Training Camp 2020: Previewing the Broncos safeties

(Photo by Justin Edmonds/Getty Images)

Is this the season the Broncos get back to their winning ways? Last year, in the first season with Vic Fangio as their head coach, the Broncos finished one game below .500 with a 7-9 record. They did finish the season strong, going 4-1 over the final five games of the regular season. That finish has given fans hope that this team is finally on the right track and can perhaps even make a postseason run – especially with the league expanding the playoffs by one team in each conference.

During the last three years, the Broncos have drafted well, and this roster has talented players on both sides of the ball. However, there are questions that need answers before the start of the regular season. In this series at 1043TheFan.com, we will go through each position group searching for those answers.

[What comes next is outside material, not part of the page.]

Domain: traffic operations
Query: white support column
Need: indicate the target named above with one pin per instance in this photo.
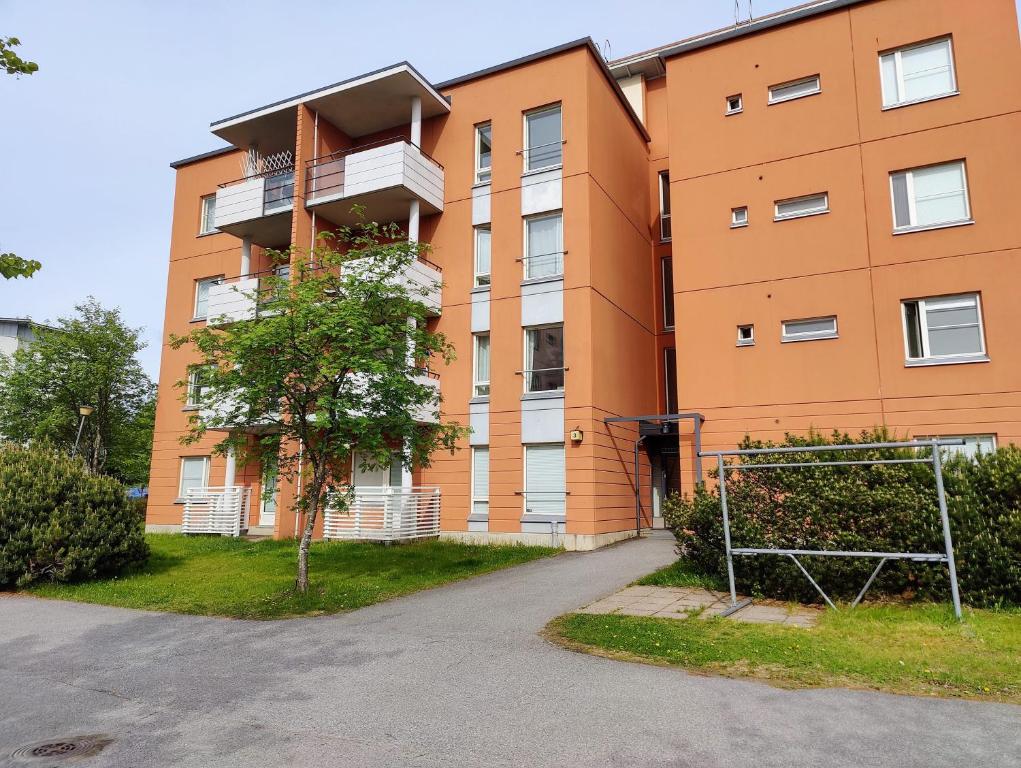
(417, 121)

This is the latest part in our Training Camp Preview. Today, we’ll take a deep dive on the safety position.

***

Starters: Justin Simmons, Kareem Jackson

The Broncos have one of the best starting safety duos in the NFL. So long as these two stay healthy, the team has no problem keeping up with opponents from this position. The strength and versatility of both players allow the Broncos to move them around the formation to get the best matchup on game day.

Justin Simmons has been an outstanding draft pick for the Broncos. A third-round pick out of Boston College in the 2016 NFL Draft, Simmons came into the league with a reputation of being a high-character and high-intelligence player. He’s turned out to be just that, as his numbers getting better and better each year. Entering 2019, Simmons had 13 pass breakups and in his first season playing for Vic Fangio, Simmons had a whopping 15 pass breakups last season.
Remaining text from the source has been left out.